Civil Discourse Now

Where the far left and far right overlap for fun and enlightenment

ConservaTibbs got me to think more about "Capital Punishment"---a new audience participation Show!

   Yesterday, the United States Court of Appeals for the Fifth Judicial Circuit halted the planned execution of Robert James Campbell.  Prosecutors had failed to provide Campbell’s attorneys with the results of two intelligence (IQ) tests that indicated Campbell’s IQ was under 70. The United States Supreme Court has held a person who is mentally retarded cannot be executed. Atkins v. Virginia, 536 U.S. 304 (2002). Also, the Court long ago held that the State is under an obligation to disclose potentially exculpatory evidence to the accused in a criminal proceeding.  Brady v. Maryland, 373 U.S. 83 (1963).
   The Campbell case follows Oklahoma’s botched execution of Clayton Lockett. Lockett eventually was “put down,” but only after initial efforts had failed. The “drug cocktail” Oklahoma corrections officials had concocted for the event were not as efficient as thought.  Soon after, Governor Rick Perry of Texas bragged about the Longhorn State’s “gold standard” in executions.
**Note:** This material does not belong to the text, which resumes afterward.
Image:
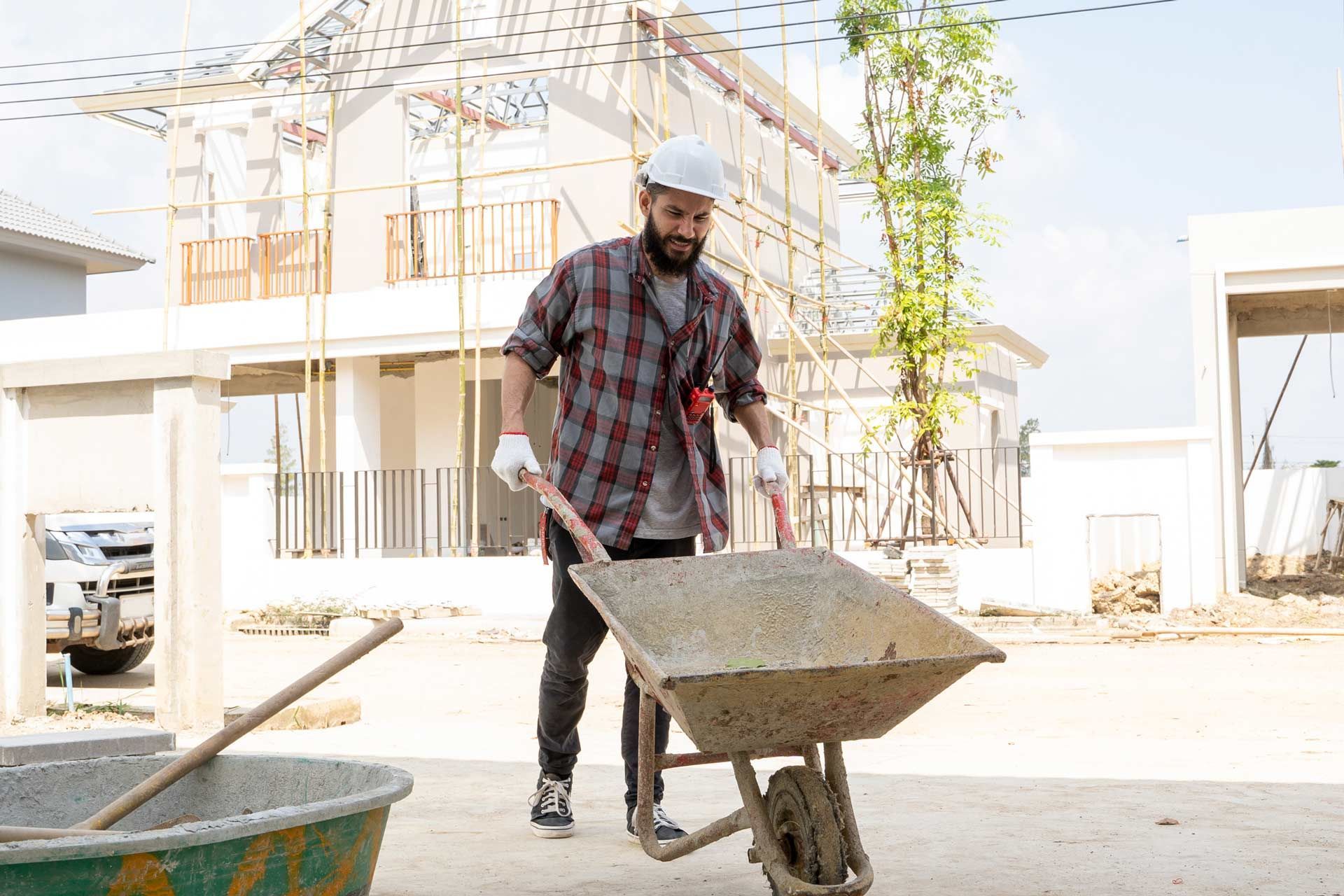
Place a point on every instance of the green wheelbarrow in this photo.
(771, 654)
During the 2012 election campaign, in one of those memorable Republican “debates,” Perry was cheered part-way through his answer to a question when he mentioned how many people had been executed in Texas during his tenure as Governor.
   Our system of justice and the death penalty are not supposed to be subject to public passion for blood. I believe if a television network aired a weekly show that featured execution, and viewers were able to vote, the show would be a hit. Imagine: the host appears on stage, in front of a “live” studio audience. Three capital defendants—“chosen at random by drawing of lots from the various Death Rows across the country and the Federal system”—are in plexiglass enclosures. A film clip is run to tell the audience about each person’s crime or crimes. Each defendant then has his or her say as to why he or she should not be put to death. But wait! There also is an opportunity of survivors of the person or persons killed to have a voice! Technology has advanced and so even the TV audience at home can vote!
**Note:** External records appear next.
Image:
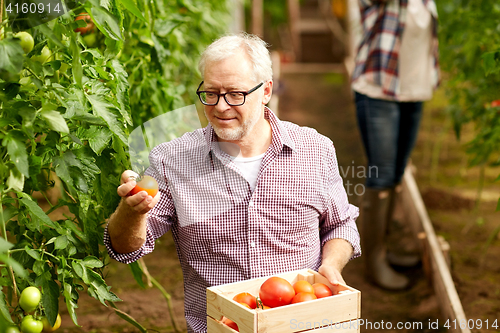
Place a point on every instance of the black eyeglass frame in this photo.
(245, 93)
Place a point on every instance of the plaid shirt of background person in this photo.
(377, 58)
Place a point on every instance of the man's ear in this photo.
(268, 92)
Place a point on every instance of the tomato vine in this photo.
(67, 106)
(470, 56)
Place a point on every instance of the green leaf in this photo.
(18, 155)
(70, 303)
(17, 267)
(4, 310)
(15, 181)
(76, 65)
(36, 211)
(104, 109)
(92, 262)
(61, 242)
(132, 7)
(32, 253)
(12, 56)
(50, 300)
(54, 119)
(98, 138)
(122, 89)
(100, 288)
(69, 169)
(5, 245)
(106, 22)
(137, 273)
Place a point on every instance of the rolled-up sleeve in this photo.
(339, 218)
(160, 217)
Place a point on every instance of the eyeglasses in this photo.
(233, 98)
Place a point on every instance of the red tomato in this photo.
(90, 24)
(146, 183)
(246, 298)
(303, 297)
(303, 286)
(321, 290)
(276, 291)
(230, 323)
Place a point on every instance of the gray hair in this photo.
(255, 47)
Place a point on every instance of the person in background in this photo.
(396, 70)
(247, 196)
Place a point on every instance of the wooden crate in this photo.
(320, 315)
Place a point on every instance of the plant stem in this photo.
(4, 235)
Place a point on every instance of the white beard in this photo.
(234, 134)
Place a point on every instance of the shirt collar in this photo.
(280, 136)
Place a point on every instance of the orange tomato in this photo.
(303, 297)
(303, 286)
(246, 298)
(276, 291)
(146, 183)
(321, 290)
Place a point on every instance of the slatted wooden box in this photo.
(337, 313)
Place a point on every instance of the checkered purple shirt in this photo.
(383, 24)
(224, 232)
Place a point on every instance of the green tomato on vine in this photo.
(27, 41)
(30, 298)
(43, 56)
(31, 325)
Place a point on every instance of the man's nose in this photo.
(222, 104)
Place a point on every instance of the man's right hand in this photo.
(140, 202)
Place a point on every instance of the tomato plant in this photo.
(65, 115)
(30, 298)
(322, 290)
(51, 328)
(31, 325)
(246, 298)
(27, 41)
(276, 291)
(471, 60)
(146, 183)
(303, 297)
(87, 26)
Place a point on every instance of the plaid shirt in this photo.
(224, 232)
(383, 25)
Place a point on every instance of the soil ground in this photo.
(323, 101)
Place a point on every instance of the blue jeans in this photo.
(389, 130)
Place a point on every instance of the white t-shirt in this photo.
(249, 167)
(415, 59)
   “So what will it be? One of these three people will be executed and—one can go free if you vote that way tonight! While you vote, let’s have a dance number from the Death Row Dancers ...”
   Ratings, no doubt, would be great. The ratings would go through the roof if the actual execution was shown. Eventually ratings would slide, as viewers become bored with the same old fare each week. That’s when network producers would take pages from history and make the methods of execution extremely painful and gory. Decapitations by various means—broad axe, guillotine or, still in use in Saudi Arabia, sword—old-fashioned hanging, or drawing and quartering by horses would bring people back to their TV sets to watch the latest execution.
   People who are sentenced to death usually are poor, suffer from some sort of mental instability and are non-white.
   Middle-class white people are spared the death penalty because—well, that would be barbaric to impose on one of “us.”
   People do not want to acknowledge that all the people on Death Rows are amongst that category we should call “one of us.” As Chuck Manson famously said during his trial, “You made me what I am.”
   The death penalty is wrong. We should abolish it, for reasons I set forth yesterday. I was disappointed Scott Tibbs did not respond to my blog. He must not scan the right-hand side of the home page of “Ogden on Politics” each day.
   On Saturday we shall discuss the death penalty. Guests will be named later.